We polished her up and she was ready to go to her new owner. We waited for him to come with his other half and Stuart kept it together signing all of the documents and handing over the keys. I came back into the house myself because I wanted him to have that private time alone when #171 left. I was gutted and flashed back to watching the tail lights of my fathers car disappear as the tail lights of our baby went around the round about and the drone of her exhaust eventually faded away.

We knew. We knew what it felt like. Granted #171 is a modern "classic" car now that MGRover is no-more-ish, and there are many of you die hards out there for the classic MG's and there is no discrimination from me. I'd love to get my hands on an MGB (preferably in red of course, even though I refuse to own any other red cars.)

Sorry Austins, you've lost out this round. In the end I'm thankful that it was #171 that brought me into the MGR scene. I've met so many fun and amazing people through this outlet and they're all like minded. It's definitely an enthusiasts brand with loads of people taking the piss out of us, but when you find the right one.. you know.

After settling into the house we decided to keep on with the MGR rides and I eventually was able to buy my very first car. I can already feel the classic car enthusiasts grinding their teeth, sorry gents!

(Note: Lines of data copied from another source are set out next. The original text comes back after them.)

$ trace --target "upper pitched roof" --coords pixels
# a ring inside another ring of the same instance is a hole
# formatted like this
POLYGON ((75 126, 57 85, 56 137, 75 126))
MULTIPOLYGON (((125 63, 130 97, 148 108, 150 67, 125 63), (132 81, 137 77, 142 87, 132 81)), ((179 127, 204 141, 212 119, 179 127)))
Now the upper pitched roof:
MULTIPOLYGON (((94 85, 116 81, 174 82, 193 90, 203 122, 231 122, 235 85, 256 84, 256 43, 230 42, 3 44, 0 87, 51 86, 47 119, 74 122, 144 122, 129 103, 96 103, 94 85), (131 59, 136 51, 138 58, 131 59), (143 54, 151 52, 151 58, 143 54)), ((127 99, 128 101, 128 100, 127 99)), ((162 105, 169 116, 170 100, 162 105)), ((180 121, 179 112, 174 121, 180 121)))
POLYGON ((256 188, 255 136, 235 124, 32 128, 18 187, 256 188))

Meet Jiji, named after Kiki's Delivery Services black cat (Studio Ghibli fan.) She's a 2000 W reg MGF, not quite the B that I'd dreamed of but she'll definitely do. We've got more work to do on her before she's 100% where I want her to be but I am so pleased at how well she was previously taken car of before. I understand the feeling that Stuart had with having HIS baby, even though I loved her too, but Jiji is mine.

This brings us to today.

Another chapter is about to start in our lives. We're on our way to pick up the next of our babies, though she doesn't exactly have a number aside from a cheeky #1 at the moment, or a proper name to go along side her.

We are finding dabbling back in with monogram MG's and instead of a V8 it's only a V6 (which I won't complain, its better than our CDTI at the moment..) but it ticks all of the boxes for us. Again I can hear the collective cringe from every enthusiast as I say this, it's the 1st of 2 ZT-Ts built in Moonshine, my dream colour of the Monogram range, and yes.. it's the 180. (I know I know.) I'm a Teflon license... non stick, so all of our cars are Automatic or Steptronic which is why I couldn't drive #171. Oh well, I'll get there. (I have had an accident in the past which involved a clutch so I've got a deep embedded fear of sticks which is totally unreasonable and irrational, and I'll gladly accept that.)

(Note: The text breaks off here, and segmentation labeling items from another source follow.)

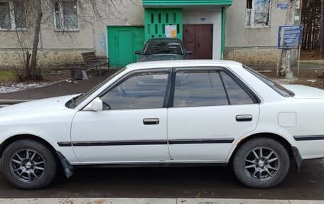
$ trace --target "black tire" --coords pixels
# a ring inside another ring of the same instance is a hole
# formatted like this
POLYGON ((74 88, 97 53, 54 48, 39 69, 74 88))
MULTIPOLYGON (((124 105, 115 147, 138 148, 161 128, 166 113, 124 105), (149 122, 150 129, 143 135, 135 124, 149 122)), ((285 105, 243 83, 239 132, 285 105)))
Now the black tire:
POLYGON ((1 168, 12 185, 22 189, 39 189, 54 179, 57 163, 53 154, 42 143, 21 139, 4 149, 1 168))
POLYGON ((232 163, 237 179, 246 186, 254 188, 278 185, 287 175, 289 166, 289 155, 285 147, 268 137, 252 139, 243 144, 232 163))

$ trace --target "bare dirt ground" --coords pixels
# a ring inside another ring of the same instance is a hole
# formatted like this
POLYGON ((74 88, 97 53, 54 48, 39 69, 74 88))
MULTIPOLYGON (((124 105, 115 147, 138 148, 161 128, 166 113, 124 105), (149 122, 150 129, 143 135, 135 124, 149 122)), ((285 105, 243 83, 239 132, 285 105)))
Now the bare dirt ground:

Still, I'm proud that we're staying in the MG scene and will be pouring our love into our two babies to keep them proper and on the roads. I don't want to ever lose the love that we have for the brand, the pride that went into what the cars were. Even with Longbridge being vastly changed the community keeps them going. We have people stop us when we're in Jiji to talk about the cars with that little twinkle in their eyes.

Even with MG being what they are now I'm so pleased that it's us that keeps them going.